Aside from the awesome 'India' with it's swirling, elegaic guitar intro, most of the Psychedelic Furs' best moments are here; from the beautiful, bitter melancholy of 'Imitation Of Christ' taken from their remarkably assured debut, John Ashton's mournful guitar shimmering as though glimpsed through a rain-soaked window to the driving, triumphantly brass-laden US chart stormer 'Heartbreak Beat', it's hard to imagine a better primer for their '80s work. Nothing from 1989's low-key grower 'Book Of Days' or the frankly disappointing 1991 release 'World Outside' is here; the original collection was released in 1988 and centres on what most fans would identify as the Furs' most creative period. The album isn't sequenced chronologically, but the tracks are cleverly ordered, kicking off with the mechanistic anti-Reagan sneer of 'President Gas' and leaving the work which followed 1984's under-rated 'Mirror Moves' (the album which broke them big in America) until the latter half of the playlist.
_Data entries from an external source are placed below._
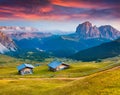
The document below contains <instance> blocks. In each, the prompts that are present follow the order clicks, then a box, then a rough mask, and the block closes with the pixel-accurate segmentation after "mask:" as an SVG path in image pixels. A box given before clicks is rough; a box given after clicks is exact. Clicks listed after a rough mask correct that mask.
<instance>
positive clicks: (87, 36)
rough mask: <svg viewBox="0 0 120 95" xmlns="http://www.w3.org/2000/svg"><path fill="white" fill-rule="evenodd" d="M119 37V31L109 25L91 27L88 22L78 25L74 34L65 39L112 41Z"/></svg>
mask: <svg viewBox="0 0 120 95" xmlns="http://www.w3.org/2000/svg"><path fill="white" fill-rule="evenodd" d="M118 37H120V31H118V30H116V29H115V28H113V27H112V26H110V25H105V26H100V27H96V26H92V24H91V23H90V22H88V21H87V22H84V23H82V24H79V25H78V27H77V28H76V32H75V33H73V34H70V35H67V36H64V38H65V39H73V40H81V39H94V38H97V39H108V40H114V39H117V38H118Z"/></svg>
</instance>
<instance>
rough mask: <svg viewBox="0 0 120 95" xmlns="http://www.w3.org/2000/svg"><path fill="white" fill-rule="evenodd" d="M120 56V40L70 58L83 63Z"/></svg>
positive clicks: (79, 53) (82, 52)
mask: <svg viewBox="0 0 120 95" xmlns="http://www.w3.org/2000/svg"><path fill="white" fill-rule="evenodd" d="M118 55H120V38H119V39H117V40H115V41H112V42H108V43H104V44H101V45H99V46H97V47H93V48H89V49H86V50H83V51H80V52H78V53H76V54H74V55H73V56H71V57H70V58H72V59H76V60H82V61H93V60H98V59H104V58H109V57H114V56H118Z"/></svg>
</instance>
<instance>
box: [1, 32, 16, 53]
mask: <svg viewBox="0 0 120 95" xmlns="http://www.w3.org/2000/svg"><path fill="white" fill-rule="evenodd" d="M0 44H1V45H0V46H1V47H0V49H1V50H0V51H2V49H3V51H6V52H7V51H15V50H17V47H16V45H15V43H14V42H13V40H12V39H11V38H9V37H8V36H6V35H5V34H4V33H3V32H0ZM0 53H3V52H0Z"/></svg>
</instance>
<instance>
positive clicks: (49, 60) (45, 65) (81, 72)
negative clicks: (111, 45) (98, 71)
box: [0, 55, 120, 78]
mask: <svg viewBox="0 0 120 95" xmlns="http://www.w3.org/2000/svg"><path fill="white" fill-rule="evenodd" d="M51 60H53V59H47V60H46V61H45V62H35V61H29V60H21V59H15V58H11V57H8V56H4V55H0V70H1V72H0V78H5V77H7V78H10V77H11V78H19V77H33V78H34V77H42V78H44V77H45V78H48V77H80V76H85V75H89V74H93V73H95V72H98V71H102V70H105V69H109V68H111V67H114V66H116V65H120V62H118V60H119V59H114V60H110V59H109V60H105V61H102V62H99V63H95V62H80V61H66V62H65V63H68V64H70V68H69V69H66V70H62V71H58V72H51V71H49V70H48V66H47V64H48V63H49V62H50V61H51ZM24 62H26V63H30V64H33V65H34V64H41V65H40V66H38V67H36V68H34V74H32V75H26V76H21V75H19V74H18V71H17V68H16V67H17V66H18V65H19V64H21V63H24ZM116 63H117V64H116ZM111 64H112V65H111Z"/></svg>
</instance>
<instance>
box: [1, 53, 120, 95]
mask: <svg viewBox="0 0 120 95" xmlns="http://www.w3.org/2000/svg"><path fill="white" fill-rule="evenodd" d="M50 61H51V59H49V60H47V61H45V62H44V63H40V64H42V65H41V66H39V67H36V68H35V69H34V74H33V75H27V76H21V75H18V74H17V69H16V66H17V65H19V64H21V63H23V62H30V63H32V64H35V63H36V62H31V61H29V60H20V59H14V58H11V57H7V56H3V55H1V56H0V70H1V72H0V77H1V78H0V95H119V93H120V90H119V88H120V72H119V69H113V70H111V71H104V72H103V73H102V72H101V73H97V74H94V75H91V76H89V77H87V78H85V79H80V80H75V81H71V80H62V79H52V78H51V79H41V78H39V77H79V76H84V75H90V74H93V73H95V72H98V71H101V70H105V69H109V68H111V67H114V66H118V65H120V62H119V57H118V58H114V59H106V60H104V61H103V62H100V63H95V62H89V63H87V62H79V61H71V62H68V63H69V64H70V65H71V68H70V69H66V70H63V71H59V72H50V71H48V67H47V63H49V62H50ZM116 63H117V64H116ZM111 64H113V65H111ZM101 68H102V69H101ZM20 77H22V78H23V79H20ZM26 77H33V78H38V79H30V78H26ZM61 93H62V94H61Z"/></svg>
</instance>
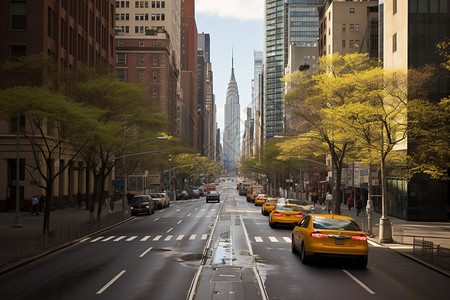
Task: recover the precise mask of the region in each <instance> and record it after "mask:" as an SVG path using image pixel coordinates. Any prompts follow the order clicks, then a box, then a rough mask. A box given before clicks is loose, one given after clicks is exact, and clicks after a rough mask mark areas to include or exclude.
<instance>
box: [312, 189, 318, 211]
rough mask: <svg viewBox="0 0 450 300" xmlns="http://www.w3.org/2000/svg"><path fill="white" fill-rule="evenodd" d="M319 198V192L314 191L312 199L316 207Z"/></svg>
mask: <svg viewBox="0 0 450 300" xmlns="http://www.w3.org/2000/svg"><path fill="white" fill-rule="evenodd" d="M318 199H319V196H317V192H314V193H313V195H312V196H311V201H312V202H313V203H314V207H316V203H317V200H318Z"/></svg>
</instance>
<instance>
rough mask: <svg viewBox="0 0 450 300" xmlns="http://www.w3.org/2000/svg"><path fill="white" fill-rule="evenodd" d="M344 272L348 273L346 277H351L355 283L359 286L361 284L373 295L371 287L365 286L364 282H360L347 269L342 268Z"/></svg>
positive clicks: (344, 272)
It must be said, despite the exalted reputation of their first three albums the later material stands up almost as well as anything else here. 'The Ghost In You' starts unpromisingly with a sickly-sweet synth lead but blossoms into a poignant and redemptive love song featuring one of Richard Butler's finest and most emotionally direct lyrics. 'Highwire Days' uses a reverberating drum kick and distorted, cavernous vocal wailing to build a palpable air of tension as Butler incisively documents the thrills and paranoias of fleeting fame. What this later material lacks, however is the gorgeous murk and shimmer of John Ashton's early guitar work, augmented subtly by pseudo-Oriental flourishes of percussion. The sound is elegant and yet evocatively vague, exotic yet urban. And nothing in their entire output can quite match that perfect Furs moment, 'Pretty In Pink', it's raucous but oddly memorious sound capped with one of the finest lyrics in all of rock, hands down. The appallingly twee remake which soundtracked John Hughes' movie of the same name (signalling a complete misunderstanding of the melancholic, even disturbing undertow of Butler's words) is mercifully absent from this playlist.
All in all, an excellent and concise introduction to this criminally ignored band, and a less daunting starting point than the two CD best of that's more widely available now. If you're unfamiliar with the Psychedelic Furs work, snap this one up while you're still able to. Regardless of their influence, you can't get the full picture of post-punk British music without taking in their work. As musicians and poets, they stand head and shoulders above many more feted acts of the early eighties, and they have a sound-world all of their own.